Hujan mulai menceritakan dari awal pertemuan hingga akhirnya ia memutuskan untuk bertunangan. Semua itu berjalan dengan begitu saja, namun memang, ada sedikit tekanan dari pihak perempuan karena usia si perempuan tiga tahun lebih tua dari Hujan, dan memang sudah memasuki usia pernikahan. Mau tidak mau, dengan cinta yang ada, mereka bertunangan.

Ken hanya bisa menggelengkan kepalanya berkali-kali setelah mendengar cerita Hujan barusan. Ia tidak habis pikir, kenapa Hujan bisa dengan mudahnya memutuskan melakukan pertunangan itu.

"Gue nggak tahu kalau gue bakal kembali bertemu teman masa kecil gue, Ken. Teman melakukan semua hal. Gue tidak mencintai Cessa, tapi gue punya tujuan yang sama dengan lo. Gue nggak mau menyakiti hati dia."

"Lo gila, Hujan. Lo gila."

"Sama gilanya dengan lo, Ken."

***

Cessa harus kembali dari bandara dengan tangan hampa. Ken, yang diperkirakan akan sampai di Indonesia siang ini ternyata penerbangannya ditunda sampai waktu yang belum bisa ditentukan. Badai yang tiba-tiba terjadi saat siang di California membuat semua penerbangan dibatalkan.

"Nggak apa-apa. Lo jaga diri disana. Kabari gue kalau sudah boarding, semoga besok udah cerah lagi," Kata Cessa mengakhiri percakapannya dengan Ken di telepon.
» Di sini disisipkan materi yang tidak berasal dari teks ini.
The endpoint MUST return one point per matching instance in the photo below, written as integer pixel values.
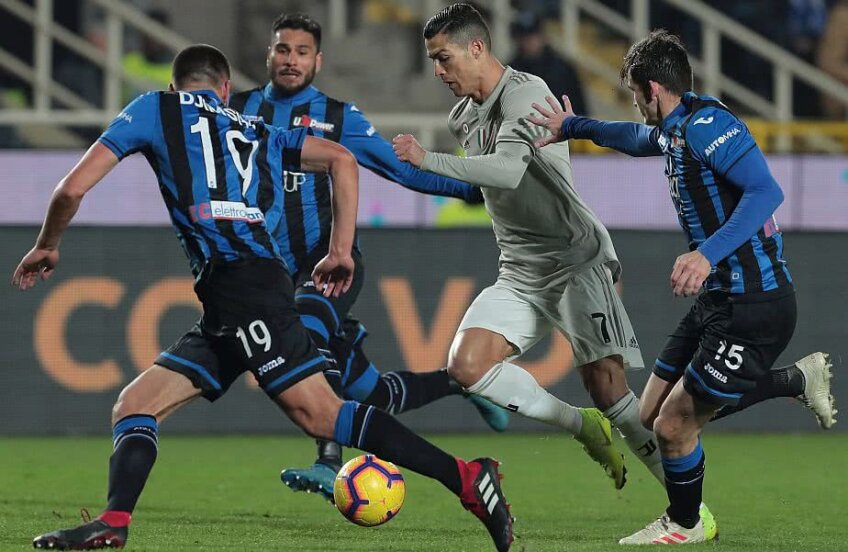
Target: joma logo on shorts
(268, 366)
(715, 373)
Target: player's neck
(668, 104)
(489, 80)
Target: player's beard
(290, 90)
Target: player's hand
(551, 119)
(333, 275)
(408, 149)
(689, 272)
(37, 263)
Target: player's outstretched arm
(334, 273)
(44, 256)
(633, 139)
(501, 169)
(374, 152)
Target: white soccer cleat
(817, 396)
(665, 531)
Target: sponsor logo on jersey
(270, 365)
(715, 373)
(721, 140)
(309, 122)
(225, 210)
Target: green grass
(768, 492)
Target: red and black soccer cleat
(88, 536)
(483, 497)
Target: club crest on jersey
(309, 122)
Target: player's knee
(128, 403)
(669, 431)
(316, 421)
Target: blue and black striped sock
(135, 439)
(684, 480)
(371, 429)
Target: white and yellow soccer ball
(369, 491)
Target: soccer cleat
(665, 531)
(817, 396)
(710, 525)
(482, 496)
(88, 536)
(317, 478)
(596, 437)
(494, 415)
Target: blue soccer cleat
(317, 478)
(494, 415)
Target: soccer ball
(369, 491)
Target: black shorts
(249, 323)
(725, 343)
(325, 315)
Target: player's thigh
(593, 319)
(326, 315)
(680, 420)
(740, 343)
(262, 332)
(157, 392)
(311, 404)
(680, 347)
(358, 375)
(653, 396)
(498, 324)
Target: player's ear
(226, 88)
(654, 90)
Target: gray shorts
(586, 309)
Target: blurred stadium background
(123, 293)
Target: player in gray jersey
(557, 266)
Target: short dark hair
(461, 22)
(200, 63)
(659, 57)
(298, 21)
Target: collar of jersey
(306, 95)
(496, 91)
(208, 93)
(678, 112)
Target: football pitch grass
(768, 492)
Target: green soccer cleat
(494, 415)
(596, 437)
(709, 523)
(317, 478)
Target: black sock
(329, 453)
(684, 480)
(375, 431)
(780, 382)
(398, 392)
(135, 440)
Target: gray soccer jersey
(544, 230)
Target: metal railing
(120, 16)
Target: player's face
(453, 64)
(648, 107)
(293, 60)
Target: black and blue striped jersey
(702, 141)
(721, 186)
(208, 160)
(297, 206)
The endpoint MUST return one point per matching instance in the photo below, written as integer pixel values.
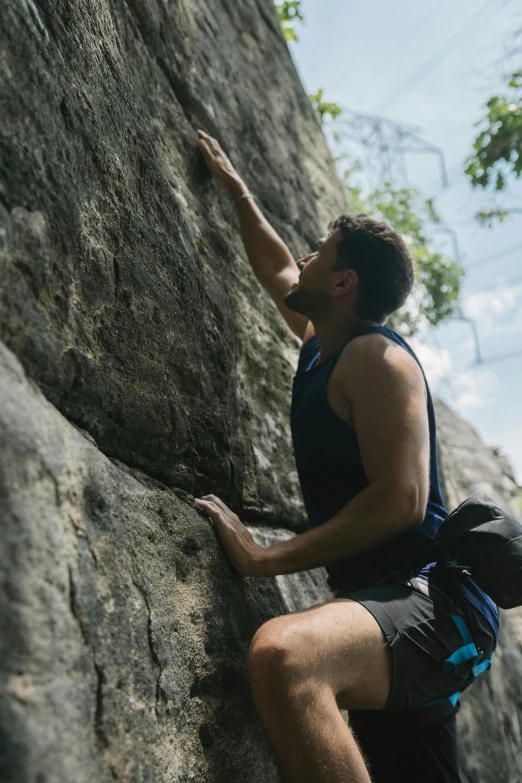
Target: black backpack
(486, 539)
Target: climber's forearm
(375, 514)
(266, 251)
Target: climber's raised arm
(271, 260)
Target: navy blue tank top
(331, 473)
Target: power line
(511, 281)
(451, 45)
(493, 257)
(500, 357)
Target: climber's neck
(333, 336)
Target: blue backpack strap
(468, 652)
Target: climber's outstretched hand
(237, 540)
(218, 163)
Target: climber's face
(321, 287)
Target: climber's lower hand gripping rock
(387, 647)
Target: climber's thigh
(339, 644)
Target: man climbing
(388, 647)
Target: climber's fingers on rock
(210, 141)
(219, 503)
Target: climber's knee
(278, 653)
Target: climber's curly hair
(382, 261)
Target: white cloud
(498, 310)
(464, 390)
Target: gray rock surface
(490, 719)
(124, 630)
(151, 366)
(125, 289)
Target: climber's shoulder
(309, 332)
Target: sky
(432, 65)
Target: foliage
(437, 286)
(498, 147)
(324, 108)
(289, 12)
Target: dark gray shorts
(415, 620)
(406, 741)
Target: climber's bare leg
(303, 667)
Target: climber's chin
(306, 302)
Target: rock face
(141, 363)
(490, 719)
(125, 289)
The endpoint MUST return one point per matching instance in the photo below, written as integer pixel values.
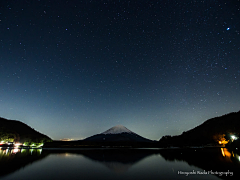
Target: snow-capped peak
(117, 130)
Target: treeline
(16, 131)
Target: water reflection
(219, 162)
(118, 160)
(13, 159)
(118, 164)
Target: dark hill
(210, 132)
(12, 130)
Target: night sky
(72, 69)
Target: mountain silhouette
(211, 131)
(117, 133)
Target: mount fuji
(117, 133)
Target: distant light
(233, 137)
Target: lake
(198, 163)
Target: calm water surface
(34, 164)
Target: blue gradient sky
(71, 69)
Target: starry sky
(72, 69)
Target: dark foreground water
(215, 163)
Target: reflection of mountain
(118, 160)
(12, 160)
(215, 160)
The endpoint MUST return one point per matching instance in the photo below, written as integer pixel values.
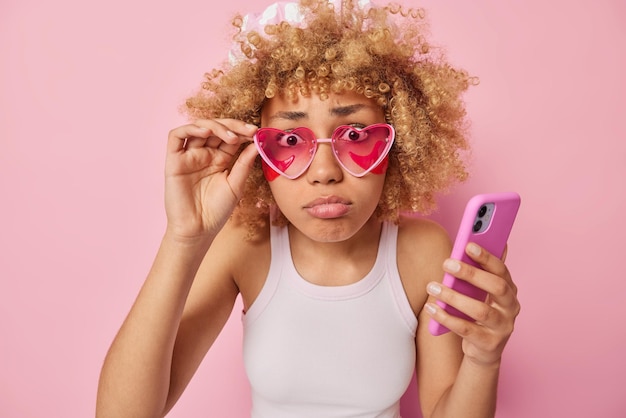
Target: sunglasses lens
(288, 153)
(361, 150)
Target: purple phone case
(493, 239)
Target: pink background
(89, 92)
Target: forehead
(336, 105)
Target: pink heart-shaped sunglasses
(358, 151)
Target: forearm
(135, 376)
(473, 394)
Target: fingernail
(473, 249)
(433, 289)
(451, 265)
(430, 308)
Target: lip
(328, 207)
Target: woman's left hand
(485, 339)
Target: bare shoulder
(423, 245)
(246, 258)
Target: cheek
(382, 167)
(269, 173)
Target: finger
(464, 305)
(241, 170)
(178, 137)
(227, 134)
(459, 326)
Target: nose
(324, 168)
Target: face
(326, 202)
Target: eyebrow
(335, 111)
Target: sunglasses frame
(389, 143)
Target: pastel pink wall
(87, 96)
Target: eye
(352, 134)
(289, 139)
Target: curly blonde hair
(381, 53)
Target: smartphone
(487, 221)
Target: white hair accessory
(281, 12)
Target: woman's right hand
(200, 190)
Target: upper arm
(423, 246)
(208, 307)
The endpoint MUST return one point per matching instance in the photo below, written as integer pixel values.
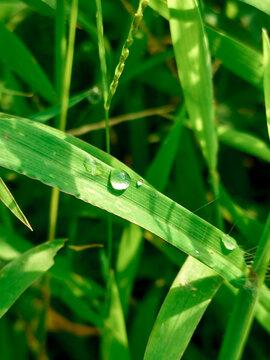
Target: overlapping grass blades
(60, 160)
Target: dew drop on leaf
(119, 179)
(228, 242)
(90, 165)
(95, 95)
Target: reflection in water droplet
(90, 165)
(94, 95)
(228, 242)
(119, 179)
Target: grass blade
(7, 198)
(60, 160)
(236, 56)
(244, 308)
(245, 142)
(194, 70)
(129, 251)
(47, 114)
(114, 337)
(263, 5)
(266, 78)
(20, 60)
(188, 298)
(18, 275)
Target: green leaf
(190, 294)
(114, 337)
(60, 160)
(245, 142)
(132, 238)
(7, 198)
(18, 275)
(266, 78)
(194, 70)
(19, 59)
(47, 114)
(263, 5)
(236, 56)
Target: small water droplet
(119, 179)
(228, 242)
(94, 95)
(90, 165)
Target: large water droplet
(90, 165)
(228, 242)
(119, 179)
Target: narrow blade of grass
(60, 160)
(187, 300)
(266, 78)
(263, 5)
(47, 114)
(132, 238)
(18, 275)
(7, 198)
(244, 308)
(114, 337)
(19, 59)
(238, 57)
(194, 70)
(245, 142)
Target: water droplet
(90, 165)
(228, 242)
(119, 179)
(94, 95)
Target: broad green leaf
(190, 294)
(114, 336)
(194, 70)
(262, 311)
(160, 6)
(238, 57)
(11, 244)
(266, 78)
(245, 142)
(263, 5)
(59, 160)
(131, 242)
(7, 198)
(47, 114)
(19, 274)
(249, 227)
(143, 320)
(19, 59)
(45, 7)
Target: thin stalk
(64, 65)
(243, 313)
(103, 65)
(137, 18)
(262, 256)
(60, 47)
(214, 181)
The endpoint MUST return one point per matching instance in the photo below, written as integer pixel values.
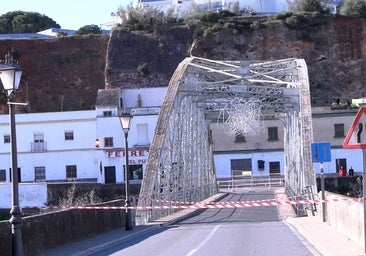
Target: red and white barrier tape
(211, 205)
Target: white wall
(30, 195)
(223, 162)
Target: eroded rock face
(65, 73)
(59, 74)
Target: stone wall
(45, 231)
(346, 216)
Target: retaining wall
(46, 231)
(346, 215)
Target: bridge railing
(234, 182)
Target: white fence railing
(234, 182)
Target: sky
(69, 14)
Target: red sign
(356, 136)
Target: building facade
(89, 145)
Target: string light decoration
(242, 117)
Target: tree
(353, 8)
(306, 6)
(89, 30)
(145, 18)
(25, 22)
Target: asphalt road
(236, 231)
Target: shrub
(74, 197)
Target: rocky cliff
(65, 74)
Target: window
(274, 168)
(241, 166)
(38, 142)
(339, 130)
(38, 137)
(341, 162)
(107, 113)
(40, 173)
(69, 135)
(272, 133)
(71, 172)
(108, 141)
(239, 138)
(6, 138)
(2, 175)
(142, 135)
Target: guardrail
(233, 182)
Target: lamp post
(125, 119)
(10, 74)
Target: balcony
(39, 146)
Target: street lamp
(125, 119)
(10, 74)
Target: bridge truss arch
(180, 167)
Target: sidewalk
(325, 238)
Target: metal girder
(180, 164)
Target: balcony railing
(38, 146)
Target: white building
(61, 146)
(181, 6)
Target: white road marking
(204, 241)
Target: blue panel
(320, 152)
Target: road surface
(237, 231)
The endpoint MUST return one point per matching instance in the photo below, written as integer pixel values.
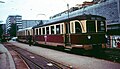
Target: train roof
(80, 17)
(24, 29)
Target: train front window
(90, 26)
(52, 29)
(78, 27)
(101, 26)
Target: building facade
(13, 19)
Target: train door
(67, 34)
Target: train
(82, 32)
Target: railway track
(36, 61)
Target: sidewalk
(6, 61)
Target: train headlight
(89, 37)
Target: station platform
(72, 60)
(6, 61)
(75, 61)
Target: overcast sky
(33, 9)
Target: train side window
(47, 30)
(101, 26)
(39, 31)
(36, 31)
(57, 29)
(91, 27)
(78, 28)
(52, 29)
(43, 31)
(61, 28)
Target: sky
(34, 9)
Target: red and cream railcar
(24, 34)
(84, 31)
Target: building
(13, 19)
(31, 23)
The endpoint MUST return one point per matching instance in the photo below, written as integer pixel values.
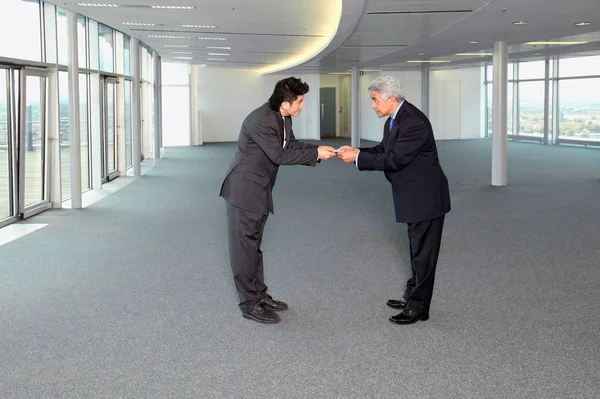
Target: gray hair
(387, 86)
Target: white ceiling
(372, 34)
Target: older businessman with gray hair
(408, 157)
Cessa membatalkan izinnya dan kembali bekerja lagi. Dua hari tidak masuk kerja membuat artikel yang dibuatnya terbengkalai dan artikel lain yang harus di edit semakin menumpuk.

"Cess, gue ada tugas buat elo. Tugas mengedit artikel udah gue serahkan ke yang lain," Kata Nayla saat melihat Cessa baru duduk di kursinya.

"Syukurlah," kata Cessa bernafas lega karena tugasnya berkurang. "Wawancara siapa?"

"Bukan lo yang wawancara, lo cuma ikut sama Sonya untuk revisi artikel aja. Maksud gue biar lo bisa sekali kerja artikelnya selesai," Kata Nayla lalu memberikan beberapa lembar kertas draft artikelnya. "Ini artikelnya, udah draft ketiga. Tinggal penyempurnaan yang masih kurang informasi di beberapa bagian."

Cessa mengambil kertas-kertas tersebut. Di halaman depan terdapat tulisan tangan Nayla yang memginformasikan bahwa wawancara tersebut dilaksanakan dua hari lagi di hotel tempat si narasumber menetap selama di Jakarta.

"Nay, gue nggak bisa ikut Sonya. Dua hari lagi gue ada wawancara lain dengan desainer asal Malaysia 'kan?"

"Astaga, gue lupa!" kata Nayla sambil menepuk keningnya. "Yasudah, lo bagian merevisi aja. Biar Sonya aja yang menemui dia."

Cessa mengangguk mengerti. Ia kemudian mulai membaca artikel tersebut dengan teliti dan menandai bagian mana saja yang kurang dan harus mendapatkan perbaikan penulisan. Setelahnya, ia mengamati foto yang terpajang di lembaran kedua artikel itu. "Madison Dubois, nama yang indah."